Die Legende des Technos beginnt 1988 in den USA, genauer Detroit. Die erste Vinylplatte, die aus heutiger Sicht wie Techno klingt, nahm Juan Atkins, unter dem Pseudonym Model 500, bereits 1985 in Detroit auf, ihr Titel: No UFOs.

 

Der Oberbegriff Techno steht für zahlreiche elektronisch produzierte Stilrichtungen, wie Industrial, Acid, Trance, Electro, House und Gabba. Damit bezeichnet er zunächst Musik, die nicht durch analoge Instrumente, sondern durch das digitale Programmieren von sphärischen Klängen und Rhythmen (Sounds) an einem Computer produziert wird. Die Technomusik ist damit ein Kind ihrer Zeit, abhängig von technischem Fortschritt und Handwerk. Synthesizer und Rhythmus/Drum-Machines ersetzen Gitarre und Schlagzeug und erzeugen den für den Techno so typischen Viervierteltakt. Berlin blickt auf eine lange Tradition in Sachen Synthesizer-Musik. Bereits Mitte der 1970er Jahre veröffentlichte eine bis heute zu den weltweit erfolgreichsten Technomusikern zählende Band ihr erstes Album. Die Rede ist vom Düsseldorfer Duo Kraftwerk und ihrer Platte Autobahn. Inspiriert von dieser Musik, die eine „Harmonie von Mensch und Maschine“ erzeugt, entstehen in Detroit zahlreiche Künstlerkollektive (Labels). Sogenannte DJs (Discjockeys) machen den Techno zum Sound ihrer Zeit.

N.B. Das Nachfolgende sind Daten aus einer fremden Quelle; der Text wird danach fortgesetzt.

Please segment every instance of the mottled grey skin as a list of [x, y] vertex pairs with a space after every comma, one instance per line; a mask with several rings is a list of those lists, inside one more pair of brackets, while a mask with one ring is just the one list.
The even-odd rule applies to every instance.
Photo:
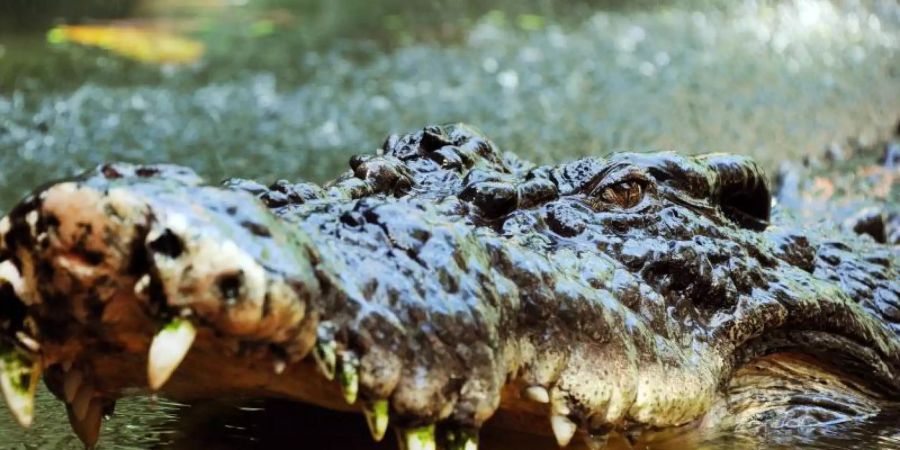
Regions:
[[[0, 297], [6, 345], [33, 335], [52, 390], [74, 365], [109, 400], [143, 381], [100, 366], [143, 364], [128, 355], [174, 316], [225, 365], [290, 368], [333, 345], [358, 361], [363, 404], [389, 399], [404, 428], [478, 429], [500, 408], [599, 440], [808, 430], [900, 401], [896, 245], [770, 218], [749, 159], [534, 167], [454, 125], [350, 165], [323, 187], [111, 164], [39, 189], [0, 229], [24, 280]], [[269, 391], [324, 403], [254, 392]]]

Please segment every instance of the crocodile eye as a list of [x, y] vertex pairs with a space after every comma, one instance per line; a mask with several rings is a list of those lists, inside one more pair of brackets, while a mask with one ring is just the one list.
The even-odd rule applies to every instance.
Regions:
[[600, 199], [622, 209], [633, 208], [644, 198], [644, 186], [633, 180], [620, 181], [603, 188]]

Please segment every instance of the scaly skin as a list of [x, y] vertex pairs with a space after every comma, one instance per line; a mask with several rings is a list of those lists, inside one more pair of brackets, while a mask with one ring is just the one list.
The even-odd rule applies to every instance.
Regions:
[[4, 351], [38, 361], [88, 444], [173, 320], [197, 337], [165, 395], [346, 409], [358, 381], [353, 408], [388, 400], [448, 447], [492, 417], [599, 445], [900, 401], [896, 247], [770, 223], [749, 159], [534, 167], [455, 125], [350, 165], [324, 187], [109, 164], [38, 189], [0, 222]]

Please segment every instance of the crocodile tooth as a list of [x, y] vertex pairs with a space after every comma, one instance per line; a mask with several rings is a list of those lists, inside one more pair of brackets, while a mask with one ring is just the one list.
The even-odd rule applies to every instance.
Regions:
[[444, 436], [447, 450], [478, 450], [478, 431], [449, 429]]
[[66, 397], [66, 403], [72, 403], [75, 395], [78, 394], [78, 388], [81, 387], [81, 381], [84, 375], [78, 369], [66, 372], [66, 379], [63, 381], [63, 394]]
[[16, 331], [16, 339], [23, 347], [27, 348], [32, 353], [41, 351], [41, 344], [24, 331]]
[[363, 415], [366, 416], [366, 424], [369, 426], [369, 432], [372, 433], [372, 439], [375, 439], [375, 442], [381, 442], [387, 431], [390, 421], [388, 406], [387, 400], [375, 400], [371, 404], [363, 406]]
[[34, 420], [34, 394], [41, 363], [20, 350], [0, 353], [0, 389], [13, 417], [23, 427]]
[[529, 386], [525, 389], [525, 398], [538, 403], [550, 403], [550, 393], [543, 386]]
[[319, 340], [313, 349], [313, 358], [319, 366], [319, 371], [328, 380], [334, 379], [334, 368], [337, 365], [337, 356], [335, 355], [334, 341]]
[[15, 264], [8, 259], [0, 262], [0, 285], [4, 283], [9, 283], [13, 288], [13, 292], [17, 296], [22, 297], [22, 293], [25, 290], [24, 281], [19, 274], [19, 269], [16, 269]]
[[100, 425], [103, 423], [103, 400], [92, 399], [88, 402], [84, 414], [78, 415], [74, 407], [66, 408], [72, 431], [81, 439], [86, 448], [93, 448], [100, 438]]
[[399, 442], [403, 450], [437, 450], [434, 424], [403, 430]]
[[153, 337], [147, 361], [150, 389], [156, 391], [166, 384], [191, 349], [196, 336], [194, 325], [179, 318], [169, 322]]
[[94, 398], [94, 387], [90, 384], [82, 384], [72, 400], [72, 412], [78, 420], [84, 420], [87, 415], [88, 408], [91, 406], [91, 399]]
[[12, 228], [12, 222], [9, 220], [9, 216], [3, 216], [0, 219], [0, 237], [5, 236], [6, 233], [9, 233], [9, 230]]
[[341, 365], [338, 371], [338, 382], [347, 403], [356, 403], [359, 393], [359, 358], [353, 352], [341, 352]]
[[134, 283], [134, 293], [138, 297], [147, 297], [150, 290], [150, 274], [144, 274]]
[[28, 214], [25, 214], [25, 223], [28, 224], [28, 229], [31, 231], [31, 236], [37, 234], [37, 223], [38, 219], [40, 219], [40, 213], [37, 210], [28, 211]]
[[553, 428], [553, 436], [556, 437], [556, 443], [559, 444], [560, 448], [569, 445], [569, 442], [572, 441], [572, 436], [575, 435], [575, 431], [578, 429], [575, 422], [559, 414], [554, 414], [550, 417], [550, 427]]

Das kostengünstige Pressen von Vinylplatten und der einfache Zugang zu technischem Equipment machten die elektronische Tanzmusik für breite Teile der interessierten Bevölkerung erfahrbar.

#Orte des Techno

Am Anfang war es nicht wichtig die Namen der richtigen DJs zu kennen. Wichtiger war es am richtigen Ort zu sein. Für diese Räume lieferte der Techno den Soundtrack. Nach dem Fall der Mauer entstanden in Berlin in leerstehenden Gebäuden, alten Fabrikhallen, Brachen etc. „temporäre autonome Zonen“, die der Nachwendesubkultur verheißungsvoll ein selbstbestimmtes, alternatives Leben ankündigten. In der Umfunktionierung dieser Orte entstand in Berlin eine zweite Stadt. Raver, Hausbesetzerinnen und Künstlerinnen erweckten diese urbane Wüste zum Leben. Die Ruinen des abgewirtschafteten Realsozialismus waren ein Erprobungsraum. Das Schlagwort „Wilder Osten“ beschreibt den permanenten Schwebezustand in dem sich Bars, Clubs und Kunst befanden. Vieles war temporär, wenig von Dauer.

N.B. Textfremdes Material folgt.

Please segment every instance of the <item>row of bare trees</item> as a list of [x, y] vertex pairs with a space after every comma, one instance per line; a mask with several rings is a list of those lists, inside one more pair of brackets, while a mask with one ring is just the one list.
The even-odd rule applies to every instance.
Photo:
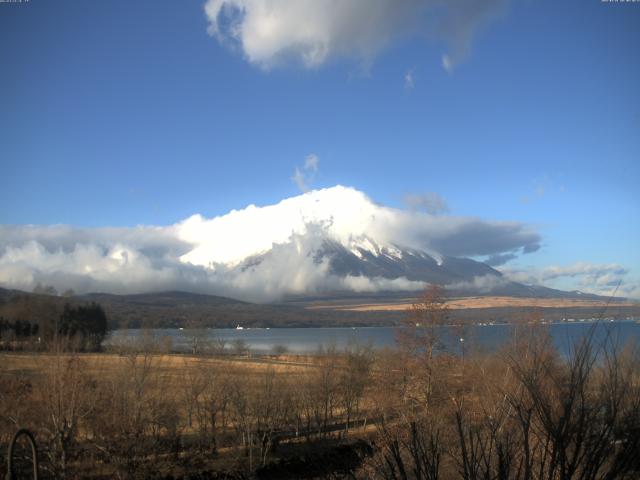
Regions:
[[117, 354], [75, 353], [68, 344], [5, 354], [0, 447], [29, 427], [56, 478], [85, 469], [150, 478], [219, 459], [252, 471], [280, 442], [344, 435], [361, 418], [373, 361], [361, 346], [327, 348], [297, 367], [162, 350], [141, 336]]

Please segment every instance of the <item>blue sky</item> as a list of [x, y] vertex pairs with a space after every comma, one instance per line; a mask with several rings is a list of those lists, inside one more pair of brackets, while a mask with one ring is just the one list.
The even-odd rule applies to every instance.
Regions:
[[617, 265], [637, 290], [640, 4], [496, 1], [472, 18], [478, 3], [460, 2], [462, 30], [438, 14], [351, 38], [355, 9], [311, 64], [295, 29], [250, 44], [251, 11], [208, 32], [203, 1], [0, 3], [0, 224], [214, 217], [297, 195], [313, 154], [311, 188], [399, 208], [436, 192], [448, 215], [540, 233], [514, 273]]

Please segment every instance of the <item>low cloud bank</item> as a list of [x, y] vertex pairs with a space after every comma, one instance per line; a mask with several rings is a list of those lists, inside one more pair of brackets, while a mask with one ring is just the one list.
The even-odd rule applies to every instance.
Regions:
[[597, 264], [576, 262], [543, 268], [501, 268], [513, 281], [542, 285], [548, 282], [570, 281], [577, 290], [598, 295], [640, 298], [640, 286], [630, 280], [629, 270], [617, 263]]
[[334, 275], [328, 259], [317, 255], [326, 240], [348, 249], [397, 245], [437, 257], [522, 254], [535, 251], [540, 236], [518, 222], [385, 207], [337, 186], [166, 227], [2, 225], [0, 286], [31, 290], [41, 283], [78, 293], [176, 289], [252, 301], [424, 286], [406, 278]]

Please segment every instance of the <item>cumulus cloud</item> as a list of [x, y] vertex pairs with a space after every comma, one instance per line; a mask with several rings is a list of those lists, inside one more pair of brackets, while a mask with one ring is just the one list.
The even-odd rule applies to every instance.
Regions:
[[409, 193], [405, 195], [404, 203], [411, 210], [424, 210], [431, 215], [449, 211], [449, 205], [445, 199], [436, 192]]
[[208, 0], [208, 31], [268, 69], [288, 59], [317, 68], [330, 59], [365, 63], [395, 40], [444, 40], [451, 70], [468, 54], [474, 35], [507, 0]]
[[[305, 163], [317, 168], [316, 160]], [[165, 227], [2, 225], [0, 285], [30, 290], [41, 283], [78, 293], [177, 289], [254, 301], [423, 286], [406, 278], [333, 274], [329, 260], [316, 254], [327, 241], [352, 250], [396, 245], [434, 256], [473, 256], [525, 249], [540, 237], [521, 223], [390, 208], [337, 186]]]
[[293, 171], [291, 180], [296, 184], [301, 192], [309, 191], [311, 184], [316, 178], [316, 173], [318, 173], [319, 164], [320, 158], [318, 158], [315, 153], [311, 153], [304, 159], [302, 169], [296, 167]]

Paradigmatisch für die Kultur der Aneignung von ungenutztem urbanen Raum stand das Kunsthaus „Tacheles“ in der Oranienburger Straße, benannt nach einer gleichnamigen Jazzcombo. Als das Gebäude im Februar 1990 besetzt wird, blickte es bereits auf eine bewegte Geschichte zurück. 1909 als Passagenkaufhaus eröffnet, folgten verschiedene Nutzungsformen in den unterschiedlichen politischen Systemen. In der DDR wurden in den 1980er Jahre schließlich Pläne zur Sprengung des kriegsbeschädigten Hauses eingeleitet. Doch die veränderte politische Wetterlage verhinderte dies. Das besetzte „Tacheles“ wurde zum Treffpunkt und Lebensmittelpunkt für Künstlerinnen, Lebenskünstlerinnen, Theaterleute oder auch für neugierige Besucherinnen. Die zunehmende Professionalisierung und Institutionalisierung des Betriebs gefiel allerdings nicht allen, der Vorwurf der Kommerzialisierung war nicht weit. Dennoch bestand das Kunsthaus „Tacheles“ lange fort als Ort selbstorganisierten Lebens, auch als die Häuser ringsum schon grundsaniert waren und viele Clubs, Bars und sonstige Orte in Berlin-Mitte längst neuen Mietenden gewichen waren. 2014 wurde das Gebäude an Investoren verkauft.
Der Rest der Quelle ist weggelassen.